In Domination and the Arts of Resistance, James Scott discusses the traits of societies with and without power hierarchies. One of them is, that in societies with power hierarchies, people are more self-controlled and more instrumental. This affects the bosses as well as the oppressed. Because of the power-inequality, both sides have to be constantly alert for opportunities to increase their power and reduce their adversary's. Another relevant study here is Zimbardo. Put people in situations of uncontrolled power, with a need to keep subordinates in check, and they turn into nasty people. "Toxic" dark triad traits don't cause structural oppression, structural oppression causes dark triad traits, or at least pushes those who hold them to the top.
So, while I'd love to be rid of horrible bosses (and bosses in general), the psychologisation of workplace oppression worries me.
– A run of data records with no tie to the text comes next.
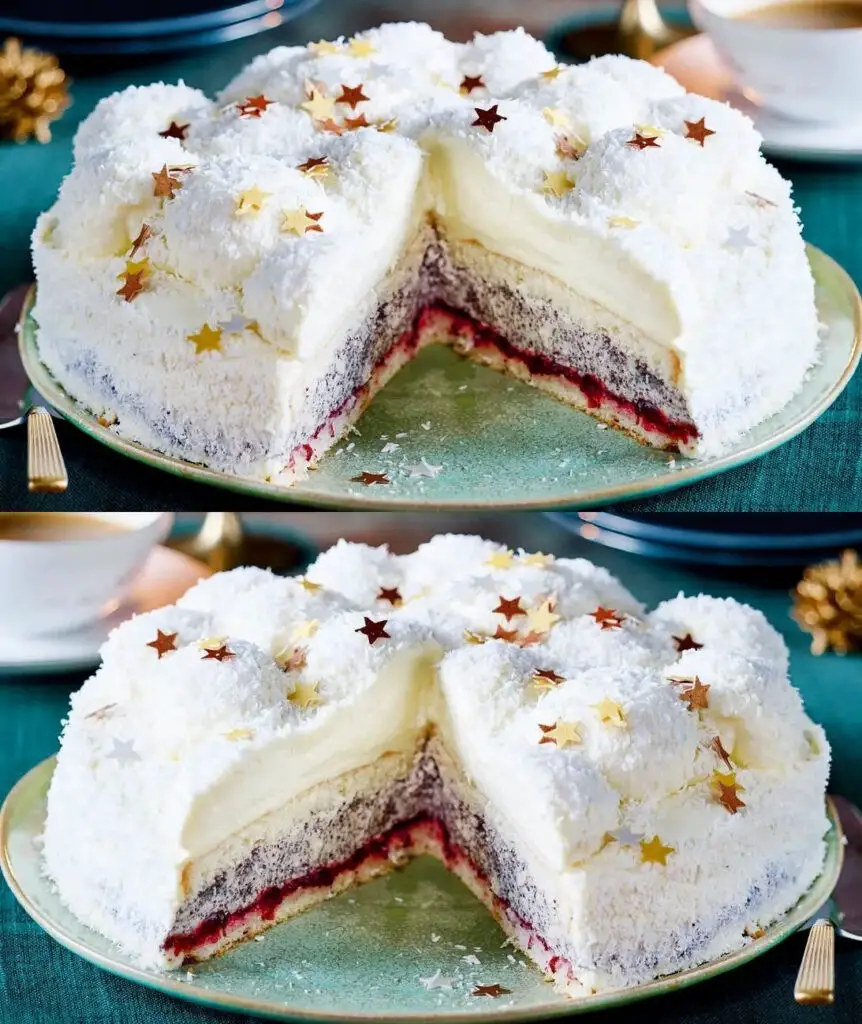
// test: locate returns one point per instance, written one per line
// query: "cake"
(630, 794)
(231, 281)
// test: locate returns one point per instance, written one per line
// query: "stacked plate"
(750, 540)
(103, 27)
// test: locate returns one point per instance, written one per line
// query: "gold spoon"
(221, 544)
(639, 32)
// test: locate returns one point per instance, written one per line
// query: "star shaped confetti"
(471, 82)
(164, 185)
(698, 131)
(305, 695)
(319, 107)
(561, 733)
(727, 790)
(144, 233)
(208, 339)
(654, 852)
(374, 631)
(556, 183)
(251, 201)
(644, 141)
(175, 131)
(123, 752)
(352, 95)
(610, 713)
(487, 119)
(686, 642)
(164, 643)
(300, 221)
(371, 478)
(220, 653)
(510, 607)
(737, 240)
(608, 619)
(695, 695)
(492, 990)
(315, 167)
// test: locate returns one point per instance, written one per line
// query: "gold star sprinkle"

The language of "toxicity" is dangerously dehumanising. Its modern use seems to have started with the idea of "toxic ideologies", used in counterinsurgency discourse. This was a standard part of the dehumanisation of enemies - along with "rats in holes", "inhuman monsters", "snakes" and the rest. But then "toxic ideologies" got extended to all kinds of prejudiced beliefs, and then to personality traits and relationships - so now we have toxic personalities, toxic relationships, toxic social environments, toxic workplaces, toxic culture, toxic masculinity. And the effects of this rhetoric are dangerous. Viewing someone as "toxic" is very close to viewing them as a rat or snake which needs to be killed, as in Hitler's rhetoric. It may feel appealing to round up the "toxic" bosses, declare them unemployable, send them to mental hospitals or re-education camps or just surgically remove the "toxic" infection by killing them (which is where this rhetoric leads). But it's been tried before (Mao's landlord purge for example) and it hasn't destroyed "toxic" power-relations. What would really change things, is to change the structure so the power-relations are different. Strengthen trade unions. Create a basic income and legalise practices such as squatting, so people don't feel they have to work or starve. Reduce the power of managers and restore autonomy to professionals and artisans. Run companies as workers' cooperatives. Legalise effective methods of protest which can be used by people subject to oppressive management. Replace profits with quality of life as the goal of public policy. These changes reduce the horrible bosses' power. It creates exit options and it incentivises bosses who can attract workers voluntarily, and workplaces organised on a horizontal model. Even if there are still "toxic" people, they can't do so much damage when they don't have the power - when nobody has the power. I have seen this in practice in non-hierarchical spaces. There are still nasty people, but their power to control others is limited to what they can obtain by informal influence and persuasion - and they burn up these resources pretty quickly.